Numerous external parties would also be needed to review the project’s sustainability impact, verify its alignment with regulation such as EU taxonomy, audit its progress and review its success on maturation.

The orthodox timeline of the bond market therefore is not conducive to the urgency of addressing the world’s problems that investors may feel, suggesting investor demand would be tough to satisfy.

“Should we just figure out a way of doing this completely differently rather than trying to make slight improvements to the individual stages in the process?” Smith posed, asking the attendees what they would do if they had $10 million to invest.

They unanimously said they would pour their money into new innovative businesses that can fundamentally alter the lifecycle of the bond market, deciding that a disruptive business model is required to cut through some of the steps and intermediaries of the bond’s lifecycle.

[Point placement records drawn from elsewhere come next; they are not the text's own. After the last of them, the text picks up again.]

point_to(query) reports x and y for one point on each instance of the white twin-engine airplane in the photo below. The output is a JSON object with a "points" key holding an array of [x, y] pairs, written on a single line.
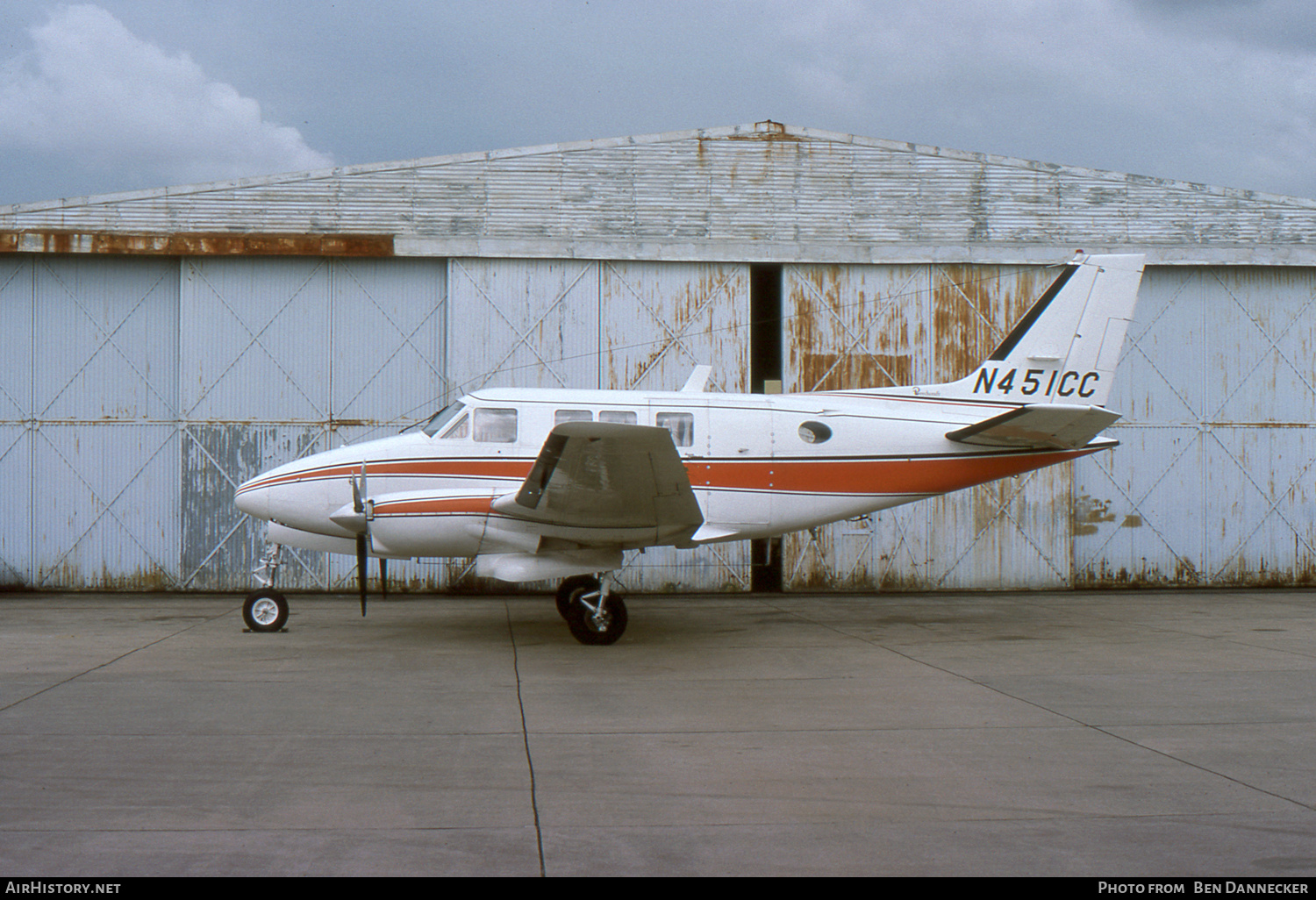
{"points": [[555, 484]]}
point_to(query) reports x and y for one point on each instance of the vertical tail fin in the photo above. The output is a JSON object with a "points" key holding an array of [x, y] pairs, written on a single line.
{"points": [[1066, 346]]}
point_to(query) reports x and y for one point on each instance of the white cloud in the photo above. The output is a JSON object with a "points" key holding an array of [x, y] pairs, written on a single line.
{"points": [[92, 92]]}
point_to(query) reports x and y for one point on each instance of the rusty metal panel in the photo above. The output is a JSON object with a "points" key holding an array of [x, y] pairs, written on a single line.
{"points": [[107, 336], [386, 345], [762, 191], [1212, 484], [105, 505], [660, 320], [16, 483], [218, 544], [523, 323], [254, 339], [657, 321], [879, 325], [197, 244], [849, 326]]}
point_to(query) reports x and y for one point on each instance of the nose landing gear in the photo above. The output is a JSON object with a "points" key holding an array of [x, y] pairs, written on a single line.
{"points": [[266, 610]]}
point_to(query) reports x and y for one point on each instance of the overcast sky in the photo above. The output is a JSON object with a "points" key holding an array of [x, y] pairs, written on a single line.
{"points": [[137, 94]]}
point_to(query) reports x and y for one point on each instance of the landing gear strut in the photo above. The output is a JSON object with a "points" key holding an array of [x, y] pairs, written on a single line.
{"points": [[266, 610], [595, 613]]}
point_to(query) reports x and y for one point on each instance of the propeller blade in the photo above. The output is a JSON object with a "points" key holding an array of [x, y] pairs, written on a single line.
{"points": [[361, 570]]}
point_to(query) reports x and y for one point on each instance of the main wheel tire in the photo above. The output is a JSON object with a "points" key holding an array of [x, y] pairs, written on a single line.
{"points": [[265, 611], [589, 582], [597, 632]]}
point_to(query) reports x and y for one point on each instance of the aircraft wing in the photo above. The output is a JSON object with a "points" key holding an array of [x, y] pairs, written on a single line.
{"points": [[1041, 425], [605, 483]]}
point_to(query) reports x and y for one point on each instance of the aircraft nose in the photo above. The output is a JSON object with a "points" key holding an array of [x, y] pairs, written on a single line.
{"points": [[253, 499]]}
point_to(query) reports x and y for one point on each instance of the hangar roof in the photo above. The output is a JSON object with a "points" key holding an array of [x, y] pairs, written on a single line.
{"points": [[763, 191]]}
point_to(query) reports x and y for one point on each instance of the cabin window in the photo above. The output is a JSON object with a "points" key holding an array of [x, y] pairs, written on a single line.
{"points": [[495, 425], [571, 416], [815, 432], [460, 429], [440, 420], [682, 426]]}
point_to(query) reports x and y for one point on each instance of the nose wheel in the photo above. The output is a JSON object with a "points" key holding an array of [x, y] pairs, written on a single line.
{"points": [[595, 613], [266, 610]]}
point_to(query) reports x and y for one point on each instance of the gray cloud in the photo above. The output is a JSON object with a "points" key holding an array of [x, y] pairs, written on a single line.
{"points": [[95, 96]]}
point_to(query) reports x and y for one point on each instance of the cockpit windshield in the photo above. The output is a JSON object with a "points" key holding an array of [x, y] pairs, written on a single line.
{"points": [[442, 418]]}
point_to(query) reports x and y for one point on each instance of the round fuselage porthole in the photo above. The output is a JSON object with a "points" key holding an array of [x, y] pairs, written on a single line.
{"points": [[815, 432]]}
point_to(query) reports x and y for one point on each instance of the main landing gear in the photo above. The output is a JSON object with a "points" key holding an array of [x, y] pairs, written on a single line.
{"points": [[266, 610], [595, 613]]}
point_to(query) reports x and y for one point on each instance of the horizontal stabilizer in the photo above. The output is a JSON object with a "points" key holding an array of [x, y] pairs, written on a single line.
{"points": [[1044, 425]]}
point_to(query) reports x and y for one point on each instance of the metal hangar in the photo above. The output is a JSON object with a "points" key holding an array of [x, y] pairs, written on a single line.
{"points": [[165, 345]]}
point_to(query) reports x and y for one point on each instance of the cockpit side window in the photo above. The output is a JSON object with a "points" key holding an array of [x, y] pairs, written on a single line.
{"points": [[682, 426], [441, 418], [460, 429], [495, 425]]}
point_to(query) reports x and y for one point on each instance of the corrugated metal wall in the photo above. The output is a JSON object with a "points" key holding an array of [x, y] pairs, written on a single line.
{"points": [[1212, 484], [137, 392]]}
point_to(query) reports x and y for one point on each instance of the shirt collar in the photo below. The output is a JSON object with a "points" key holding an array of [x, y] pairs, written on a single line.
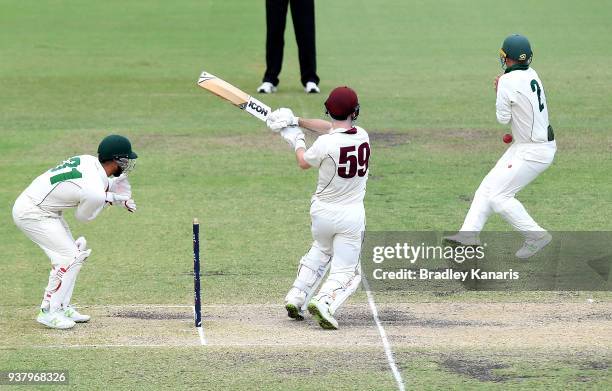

Technology harnessing AI and DLT can aggregate the data required to report on a bond and demonstrate its sustainability while also offering the transparency that investors will demand, while removing many of the overheads that could eat into returns and deter further investment.

Data and reporting

Closing the day’s sessions, Elastacloud’s Richard Conway chaired the whiteboard session on minimising data duplication and the future of reporting in consideration of ESG factors. The group surmised that while there were far too many reporting standards in circulation, many carried a lack of integrity and oversight, especially in an industry that distrusts.

There are also issues with bias, materiality and fragmentation. Beyond the data that is available, there is also the interpretation of it. How do we know what the algorithm is doing?
There needs to be a responsible debate about this, what you want to achieve and why.

While there are two major players in this space: MSCI and Sustainanalytics, overarching governance is crucial. Using trade finance as an example, the group set up a reporting dashboard to provide an effective management summary, considering the level of detail that needs to be established.

The consensus was that there needs to be more intuition involved in the decision-making process and less automation. The beauty of green finance is that it is driven by sentiment, which drives different sources of investment, which in turn, drives different criteria, constantly generating predictions, mining data and shifting supply depending on consumer demand.